Here are key things investors should know before the market opens today:
Wall Street ends mixed as disappointing earnings
On Wall Street, the major U.S. indices closed mixed on Friday as investors reacted to data and earnings misses. The looming fear about the potential interest rate hikes by the Federal Reserve in the next few months also weighed on investor sentiments.
The Dow Jones Industrial Average settled 0.56% lower, weighed down by financial stocks as investors were disappointed by fourth-quarter results from major banks such as JPMorgan and Citigroup.

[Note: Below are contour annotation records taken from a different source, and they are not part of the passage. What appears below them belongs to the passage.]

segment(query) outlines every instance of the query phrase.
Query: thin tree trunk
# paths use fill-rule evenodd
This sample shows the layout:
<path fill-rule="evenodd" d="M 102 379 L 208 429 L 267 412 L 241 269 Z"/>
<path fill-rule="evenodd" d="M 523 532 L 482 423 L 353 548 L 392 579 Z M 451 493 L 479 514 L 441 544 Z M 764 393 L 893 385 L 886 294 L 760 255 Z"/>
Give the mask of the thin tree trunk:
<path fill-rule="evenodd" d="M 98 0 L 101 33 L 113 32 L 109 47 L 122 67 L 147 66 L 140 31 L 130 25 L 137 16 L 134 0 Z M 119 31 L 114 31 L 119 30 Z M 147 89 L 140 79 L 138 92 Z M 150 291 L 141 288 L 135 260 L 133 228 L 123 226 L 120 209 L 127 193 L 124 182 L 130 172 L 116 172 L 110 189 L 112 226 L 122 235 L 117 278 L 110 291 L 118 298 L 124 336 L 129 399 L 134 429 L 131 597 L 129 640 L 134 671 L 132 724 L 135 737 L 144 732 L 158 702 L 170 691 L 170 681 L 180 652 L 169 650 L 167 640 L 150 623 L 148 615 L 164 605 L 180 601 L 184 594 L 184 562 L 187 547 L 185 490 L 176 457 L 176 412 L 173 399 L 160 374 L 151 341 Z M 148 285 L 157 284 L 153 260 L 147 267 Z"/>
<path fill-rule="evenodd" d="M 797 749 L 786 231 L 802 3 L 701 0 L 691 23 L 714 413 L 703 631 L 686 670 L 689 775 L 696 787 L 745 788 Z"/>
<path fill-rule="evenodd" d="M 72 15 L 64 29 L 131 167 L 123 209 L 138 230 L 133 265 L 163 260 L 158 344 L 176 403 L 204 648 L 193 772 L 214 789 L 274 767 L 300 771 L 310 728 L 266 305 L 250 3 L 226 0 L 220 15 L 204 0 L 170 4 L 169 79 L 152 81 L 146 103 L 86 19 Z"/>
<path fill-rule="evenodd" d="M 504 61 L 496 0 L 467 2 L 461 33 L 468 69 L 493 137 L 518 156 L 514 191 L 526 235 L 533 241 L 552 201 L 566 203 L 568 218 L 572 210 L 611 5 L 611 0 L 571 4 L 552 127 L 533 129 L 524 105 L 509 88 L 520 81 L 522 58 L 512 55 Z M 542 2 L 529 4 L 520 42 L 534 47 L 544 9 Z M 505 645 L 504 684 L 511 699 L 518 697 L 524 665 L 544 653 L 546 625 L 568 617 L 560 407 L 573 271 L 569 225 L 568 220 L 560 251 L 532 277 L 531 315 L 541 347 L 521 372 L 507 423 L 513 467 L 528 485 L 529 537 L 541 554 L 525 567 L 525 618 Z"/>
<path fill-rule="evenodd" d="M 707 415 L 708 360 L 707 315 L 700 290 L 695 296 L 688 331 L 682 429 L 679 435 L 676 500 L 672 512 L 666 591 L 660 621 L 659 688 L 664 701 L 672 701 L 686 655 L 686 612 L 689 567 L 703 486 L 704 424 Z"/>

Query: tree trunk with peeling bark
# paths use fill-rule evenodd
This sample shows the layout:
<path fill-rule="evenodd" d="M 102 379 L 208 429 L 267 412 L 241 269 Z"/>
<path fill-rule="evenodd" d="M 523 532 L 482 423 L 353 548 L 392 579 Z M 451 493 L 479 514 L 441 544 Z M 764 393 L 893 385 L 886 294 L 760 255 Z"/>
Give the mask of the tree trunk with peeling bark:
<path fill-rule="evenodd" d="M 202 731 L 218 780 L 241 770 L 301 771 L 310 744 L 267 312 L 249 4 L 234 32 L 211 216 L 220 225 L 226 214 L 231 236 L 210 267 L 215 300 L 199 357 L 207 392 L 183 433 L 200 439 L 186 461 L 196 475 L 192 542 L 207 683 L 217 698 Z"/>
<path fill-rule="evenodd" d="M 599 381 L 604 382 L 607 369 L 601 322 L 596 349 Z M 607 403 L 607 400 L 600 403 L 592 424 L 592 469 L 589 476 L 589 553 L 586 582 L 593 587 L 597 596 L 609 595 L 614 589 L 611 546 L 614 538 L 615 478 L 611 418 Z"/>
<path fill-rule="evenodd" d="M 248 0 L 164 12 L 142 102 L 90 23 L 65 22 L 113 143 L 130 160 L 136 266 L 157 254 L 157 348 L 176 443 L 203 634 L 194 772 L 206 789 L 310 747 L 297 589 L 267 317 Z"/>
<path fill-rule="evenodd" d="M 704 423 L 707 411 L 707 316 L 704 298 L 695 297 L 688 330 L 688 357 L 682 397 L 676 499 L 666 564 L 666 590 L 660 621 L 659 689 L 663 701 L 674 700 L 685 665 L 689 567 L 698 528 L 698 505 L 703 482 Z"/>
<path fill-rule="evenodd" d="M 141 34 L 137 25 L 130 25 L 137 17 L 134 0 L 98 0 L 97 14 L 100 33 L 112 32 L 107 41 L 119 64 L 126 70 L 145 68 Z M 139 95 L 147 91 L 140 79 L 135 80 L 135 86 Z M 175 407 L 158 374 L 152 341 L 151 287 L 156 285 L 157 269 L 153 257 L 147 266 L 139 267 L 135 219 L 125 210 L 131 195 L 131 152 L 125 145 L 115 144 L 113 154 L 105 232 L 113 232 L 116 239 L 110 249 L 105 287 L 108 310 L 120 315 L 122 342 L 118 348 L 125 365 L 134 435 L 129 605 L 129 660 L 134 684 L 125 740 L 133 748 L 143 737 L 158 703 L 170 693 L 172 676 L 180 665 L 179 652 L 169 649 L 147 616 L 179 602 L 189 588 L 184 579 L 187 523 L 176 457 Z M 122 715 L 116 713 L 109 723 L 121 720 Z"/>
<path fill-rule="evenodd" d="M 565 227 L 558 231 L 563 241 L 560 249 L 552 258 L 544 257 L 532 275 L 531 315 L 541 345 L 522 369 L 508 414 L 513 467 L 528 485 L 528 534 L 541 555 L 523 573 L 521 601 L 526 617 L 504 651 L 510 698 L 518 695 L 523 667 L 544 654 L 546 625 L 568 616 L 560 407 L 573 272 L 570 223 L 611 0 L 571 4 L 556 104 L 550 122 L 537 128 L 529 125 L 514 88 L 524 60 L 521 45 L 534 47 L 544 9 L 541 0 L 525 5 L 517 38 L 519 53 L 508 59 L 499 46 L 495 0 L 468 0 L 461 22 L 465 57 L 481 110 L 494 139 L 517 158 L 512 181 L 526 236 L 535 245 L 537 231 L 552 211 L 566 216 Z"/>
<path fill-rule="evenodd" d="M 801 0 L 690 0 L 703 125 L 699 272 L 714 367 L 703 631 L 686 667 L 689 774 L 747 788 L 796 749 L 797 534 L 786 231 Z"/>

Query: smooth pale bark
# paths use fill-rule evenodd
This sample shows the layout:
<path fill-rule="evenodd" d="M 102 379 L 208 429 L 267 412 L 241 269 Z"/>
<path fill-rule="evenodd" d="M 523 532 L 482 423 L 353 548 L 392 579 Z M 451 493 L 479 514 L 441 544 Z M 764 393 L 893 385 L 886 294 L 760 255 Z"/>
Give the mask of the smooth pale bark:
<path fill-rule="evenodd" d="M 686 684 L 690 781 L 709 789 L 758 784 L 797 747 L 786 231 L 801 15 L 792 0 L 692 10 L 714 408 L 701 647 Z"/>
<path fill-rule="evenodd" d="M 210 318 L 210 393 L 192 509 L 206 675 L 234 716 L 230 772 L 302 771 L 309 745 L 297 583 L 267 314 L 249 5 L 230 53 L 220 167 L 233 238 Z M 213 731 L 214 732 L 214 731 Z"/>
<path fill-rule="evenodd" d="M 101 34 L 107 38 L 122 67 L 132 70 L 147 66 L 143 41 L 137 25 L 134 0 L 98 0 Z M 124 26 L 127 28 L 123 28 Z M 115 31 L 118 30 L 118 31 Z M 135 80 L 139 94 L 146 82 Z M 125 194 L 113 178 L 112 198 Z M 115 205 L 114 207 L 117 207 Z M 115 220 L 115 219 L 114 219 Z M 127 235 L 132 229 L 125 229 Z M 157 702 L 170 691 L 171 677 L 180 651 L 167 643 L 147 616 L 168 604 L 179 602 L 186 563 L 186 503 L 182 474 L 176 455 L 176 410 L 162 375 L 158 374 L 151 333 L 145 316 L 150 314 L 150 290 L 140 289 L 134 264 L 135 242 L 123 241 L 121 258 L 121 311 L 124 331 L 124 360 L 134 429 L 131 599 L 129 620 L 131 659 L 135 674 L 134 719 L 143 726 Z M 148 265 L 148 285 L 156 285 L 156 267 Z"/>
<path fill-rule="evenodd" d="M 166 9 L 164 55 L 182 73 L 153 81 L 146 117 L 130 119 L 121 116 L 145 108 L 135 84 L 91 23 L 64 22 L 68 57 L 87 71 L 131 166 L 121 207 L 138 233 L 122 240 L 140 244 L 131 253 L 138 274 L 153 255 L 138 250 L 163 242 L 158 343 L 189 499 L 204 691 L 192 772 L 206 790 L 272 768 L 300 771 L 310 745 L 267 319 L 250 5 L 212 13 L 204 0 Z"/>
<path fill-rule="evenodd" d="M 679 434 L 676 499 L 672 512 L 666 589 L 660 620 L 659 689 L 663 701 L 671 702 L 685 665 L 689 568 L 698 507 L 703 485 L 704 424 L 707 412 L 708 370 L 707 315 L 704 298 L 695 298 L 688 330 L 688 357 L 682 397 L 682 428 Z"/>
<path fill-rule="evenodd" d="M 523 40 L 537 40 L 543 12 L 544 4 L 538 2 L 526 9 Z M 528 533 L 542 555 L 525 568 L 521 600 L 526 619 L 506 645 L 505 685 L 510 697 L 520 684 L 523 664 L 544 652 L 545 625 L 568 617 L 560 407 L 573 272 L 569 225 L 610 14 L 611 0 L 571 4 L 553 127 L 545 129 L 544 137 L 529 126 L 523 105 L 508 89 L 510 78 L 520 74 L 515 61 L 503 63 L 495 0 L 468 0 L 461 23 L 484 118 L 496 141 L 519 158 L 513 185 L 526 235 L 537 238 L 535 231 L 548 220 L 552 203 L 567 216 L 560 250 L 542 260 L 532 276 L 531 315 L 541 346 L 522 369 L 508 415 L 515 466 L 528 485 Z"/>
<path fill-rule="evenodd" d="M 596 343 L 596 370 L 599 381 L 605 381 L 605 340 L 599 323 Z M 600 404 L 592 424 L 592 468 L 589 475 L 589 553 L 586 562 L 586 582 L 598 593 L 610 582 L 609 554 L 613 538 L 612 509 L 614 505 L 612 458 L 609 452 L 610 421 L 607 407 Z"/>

However, the S&P 500 ended 0.08% higher, and the NASDAQ Composite added 0.59%.
Meanwhile, the U.S. stock markets will remain closed on Monday in honour of Martin Luther King Jr.
Asian shares start on cautious note
Shares in the Asia-Pacific region started on a tepid note on Monday weighed down by mixed global cues and economic uncertainty caused by the fast spread of the Omicron variant across the Asian countries. The persistent fears that the Federal Reserve would soon raise interest rates also dented investor sentiment.
Japan’s Nikkei 225 index traded 0.6% higher, while the Straits Times Index in Singapore rose 0.2%. Taiwan Weighted Index and Indonesia’s Jakarta Composite also traded higher by 0.6% and 0.2%, respectively. Australia’s ASX 200 index also edged higher.
In mainland China, Shanghai Composite and Shenzhen Component rose 0.2% and 0.9%, respectively, after data showed that China’s economy grew 4% in the December quarter from a year earlier. The data released by the National Bureau of Statistics on Monday highlighted that Gross domestic product (GDP) grew faster than expected at 8.1% in 2021. Investors also awaited retail sales and industrial output to have more clarity on China’s economic health.
Bucking the trend, the Hang Seng index in Hong Kong dropped 0.56%, while South Korea’s KOSPI nosedived 1.1%. Thailand’s SET Composite also traded lower by 0.44%.
Corporate earnings
Companies that will announce their December quarter results today include UltraTech Cement, HFCL, Sonata Software, and Tata Steel Long Products.
Among others, Advik Capital, Angel One, Arfin India, Artson Engineering, Bhansali Engineering Polymers, Fineotex Chemical, Goodluck India, Hathway Cable & Datacom, KIC Metaliks, KP Energy, KPI Global Infrastructure, Tatva Chintan Pharma Chem, Maharashtra Scooters, Moschip Technologies, Poddar Pigments, Tiger Logistics (India), and Vikas EcoTech will also release their earnings report on January 14.
FIIs turn net sellers, DIIs remain net buyers
Foreign institutional investors (FIIs) turned net sellers in the Indian equity market on January 14, while domestic institutional investors (DIIs) continued to remain net buyers. As per the data available on the NSE, FIIs net sold shares worth ₹1,598.20 crore, while DIIs net bought shares worth ₹371.41 crore.
Meanwhile, foreign portfolio investors (FPIs) invested net ₹3,117 crore in Indian markets, so far this month. As per the data, FPIs injected ₹1,857 crore into equities and ₹1,743 crore into hybrid instruments during January 1-14. At the same time, they pulled out ₹482 crore from the debt segment, taking the total net inflow to ₹3,117 crore.